The something turned out to be a lapstraked, double-ended rowing wherry with varnished ribs, bronze rowlocks, and a thwart with a cane seat. “It was a corker, and he had bought it just for me. After all the dream voyages Renny and I had taken on our lumber-pile ship!”
The rowboat became the center of David’s life. He portaged it around the dam of the pond and rowed it down to where the Branch ran past the farm. All summer he would get up at five to have a half hour’s row before breakfast, and after supper each night he was off again, skimming all the reaches of the Branch. His mother was deeply angry at David’s having been singled out for such a luxury, when the family was so poor, and it took weeks of teasing, begging, whining, and cajoling before David could get permission to row on Sabbath afternoons.
On Sundays, finally, with his mother still calling it a sin, he would go upstream to the pond, where he won great prestige as a generous giver of rides: the passenger would huddle in the stern, making the dink’s bow ride high, and David would lean into his strokes “with indescribable pleasure in my chest—it was like being in love.” In this role he was evidently in love with himself. It was many years later, in “Search,” that David first asked himself whether his generosity and solicitude for others masked a need to establish some sort of power over them.

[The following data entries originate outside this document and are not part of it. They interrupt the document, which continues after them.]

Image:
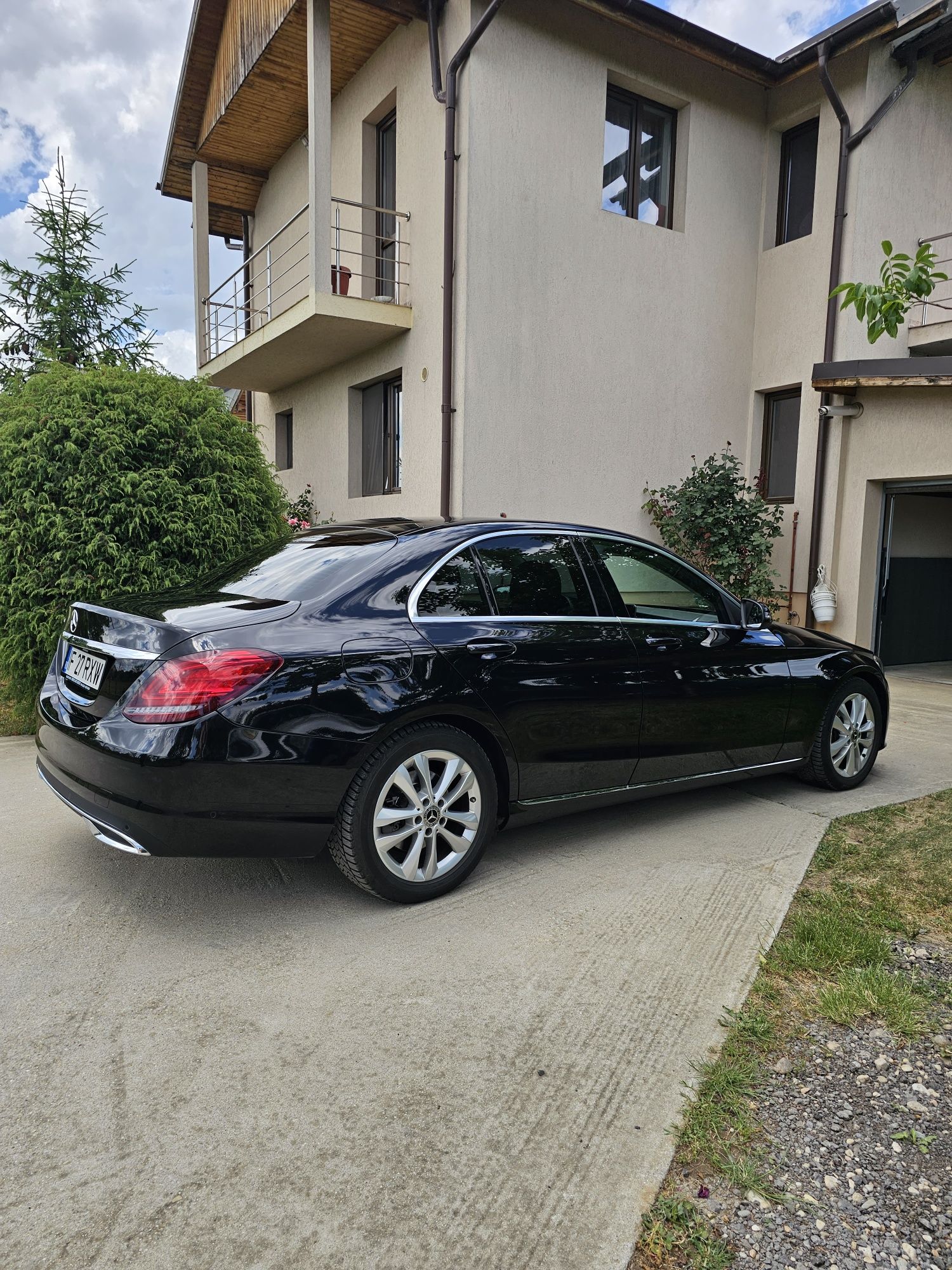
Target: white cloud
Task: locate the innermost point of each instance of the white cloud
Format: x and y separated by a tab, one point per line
767	26
176	350
97	79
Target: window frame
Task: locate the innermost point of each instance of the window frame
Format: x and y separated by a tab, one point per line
387	225
812	125
288	420
392	443
635	104
767	441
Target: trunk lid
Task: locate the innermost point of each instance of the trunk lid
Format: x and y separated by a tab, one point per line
103	651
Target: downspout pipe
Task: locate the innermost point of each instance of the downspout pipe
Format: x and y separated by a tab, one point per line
447	97
849	142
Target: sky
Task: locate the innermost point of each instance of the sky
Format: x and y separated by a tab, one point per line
97	81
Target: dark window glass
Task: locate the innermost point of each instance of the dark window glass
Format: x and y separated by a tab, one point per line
383	438
645	584
387	200
620	125
284	441
638	173
455	591
310	567
779	465
795	205
536	576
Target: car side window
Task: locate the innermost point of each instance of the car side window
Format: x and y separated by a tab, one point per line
536	576
455	591
645	584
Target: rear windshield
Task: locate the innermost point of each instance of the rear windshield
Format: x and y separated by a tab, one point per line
310	567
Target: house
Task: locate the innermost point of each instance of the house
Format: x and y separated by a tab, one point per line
626	264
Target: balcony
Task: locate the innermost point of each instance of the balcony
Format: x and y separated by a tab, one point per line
931	321
266	327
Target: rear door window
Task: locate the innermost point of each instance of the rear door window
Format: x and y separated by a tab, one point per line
455	591
645	584
535	576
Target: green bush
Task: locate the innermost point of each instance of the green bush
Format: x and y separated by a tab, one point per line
116	481
723	525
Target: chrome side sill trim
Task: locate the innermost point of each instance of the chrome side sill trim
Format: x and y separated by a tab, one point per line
103	832
667	780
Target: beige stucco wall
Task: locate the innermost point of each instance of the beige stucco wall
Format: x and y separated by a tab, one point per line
897	190
596	355
903	435
600	352
326	406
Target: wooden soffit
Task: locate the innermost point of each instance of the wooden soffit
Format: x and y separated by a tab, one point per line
243	95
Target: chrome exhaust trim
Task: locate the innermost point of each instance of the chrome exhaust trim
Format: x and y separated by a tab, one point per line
102	832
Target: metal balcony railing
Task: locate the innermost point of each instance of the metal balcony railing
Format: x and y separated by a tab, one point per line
939	307
370	260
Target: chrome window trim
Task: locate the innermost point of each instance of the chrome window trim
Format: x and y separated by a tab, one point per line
610	619
421	586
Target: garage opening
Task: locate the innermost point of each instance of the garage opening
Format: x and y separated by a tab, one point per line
916	580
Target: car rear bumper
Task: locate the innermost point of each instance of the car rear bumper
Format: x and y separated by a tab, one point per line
199	806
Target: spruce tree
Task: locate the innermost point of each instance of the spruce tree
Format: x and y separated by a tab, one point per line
69	309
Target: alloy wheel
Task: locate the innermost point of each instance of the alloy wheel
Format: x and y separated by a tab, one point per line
852	735
427	816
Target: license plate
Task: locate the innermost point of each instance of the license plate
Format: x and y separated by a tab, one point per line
84	669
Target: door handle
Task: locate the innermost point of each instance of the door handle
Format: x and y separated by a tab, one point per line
489	650
663	643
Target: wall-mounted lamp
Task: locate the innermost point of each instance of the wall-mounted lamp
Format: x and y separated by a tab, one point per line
845	412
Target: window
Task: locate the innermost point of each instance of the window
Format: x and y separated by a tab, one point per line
285	441
638	177
779	453
645	584
795	204
383	438
455	591
387	199
535	576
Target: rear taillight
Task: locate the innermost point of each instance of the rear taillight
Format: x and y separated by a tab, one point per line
192	686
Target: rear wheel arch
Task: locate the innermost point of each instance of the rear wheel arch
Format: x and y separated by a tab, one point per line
503	764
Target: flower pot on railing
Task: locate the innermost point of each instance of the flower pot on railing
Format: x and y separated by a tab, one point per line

There were other boats on the pond, sorry articles—except for one—in comparison with Ecarg (for David had named his craft for his little sister): squarish, flat-bottomed rowboats used for setting rabbit snares along the banks of the Branch. The exception was a flaring, sharp-prowed dory which belonged to Stanton Jessup, a banker who, it happened, heartily disliked Don Treadup.
One day Olin Tanner, one of the bakery toughs, a sixteen-year-old, announced that Mr. Jessup had offered his dory to anyone who wanted to race it against “that Cleopatra’s barge belonging to Mr. D. Treadup.” Olin said he would bet David four bits he could thrash him in a race, giving David ten yards’ start.
David said he couldn’t bet but he’d dearly love to race.
There was a big turnout on the shore of the pond: the whole bakery crowd. David, with strong arms and legs and gut from a month’s conditioning, won easily. Then he beat Olin from a scratch start. Then he gave Olin ten yards and beat him. He beat all comers. All summer. Everyone said he won because of the shape of his boat. Perhaps he did. Perhaps he didn’t. In any case, the competitive hook was set deep in David Treadup’s flesh.